"Can you imagine 100 keen post graduate students from 30 countries gathered in one place for 10 days of talks, workshops and exchange forums?...I discovered, to my surprise, more than a dozen other students at the conference were working on very similar topics to mine....Our discussions revitalised us, and I left with greater confidence about my research goals..." - Michelle Venter, James Cook University attendee, 2013. (2nd from left in the photograph)
Conservation science students in Australia have access to some of the world’s finest conservation researchers and facilities but the same cannot be said for students working outside of Australia studying in our region. CEED has made many concerted efforts to develop the next generation of conservation scientists both here in Australia and in the Pacific and Asia region, and an excellent example of this is the Student Conference on Conservation Science (SCCS) staged at the University of Queensland in January 2015.

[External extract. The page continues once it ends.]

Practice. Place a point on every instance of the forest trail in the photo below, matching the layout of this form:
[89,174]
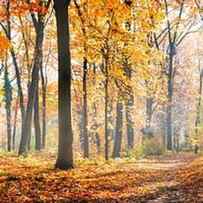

This was the 2nd SCCS in Australia and CEED played a leading role in making both this and the first conference a great success.
The conference brought together around 150 research students for an intensive week of talks, training workshops and field trips. There was also considerable emphasis on communication and network building in the hope that contacts made during the conference would lead to enduring relationships as the students develop into conservation researchers and practitioners.
Twenty four fully paid scholarships were offered to early career researchers, covering all transport, accommodation, conference registration, social activities and excursions. Scholarship holders were from 15 different countries. Over 80 participants came from all over the South East Asia and Pacific region. This was complemented by a similar number of Australian students from all around the country.
“While we used a template that has been tested in other places like Cambridge University, this is the first time this type of conference has been run in the southern hemisphere,” says Professor Hugh Possingham, CEED’s Director and the Convenor of the SCCS. “That it worked so well is testament to the efforts of the many enthusiastic volunteers and organisers involved in this year’s conference.
“We’re proud of what we’ve achieved and I think Australia as a nation should acknowledge the importance of events such as these. Australia needs to shoulder its responsibility more when it comes biodiversity conservation in the region. I estimate that somewhere between Burma and Fiji, taking in Brisbane on the way, there are about a third of all terrestrial species on the planet packed into 10% of the world’s land. And if we dive into the marine realm, the Coral Triangle, which lies the middle of that broad transect, has no parallel on the land in terms of the richness of its marine biodiversity. Yet many of the countries in our region have limited capacity to do the conservation research they need to. Training and skills in ecology, conservation, GIS, communication and conservation economics is absent or limited. The SCCS is one small action we can take as a nation to help redress this situation, and in 2018 we hope to be running this again in Brisbane.”
The SCCS Australia conference was a proud achievement; a first for the southern hemisphere. It was such a success that we are planning another for 2018.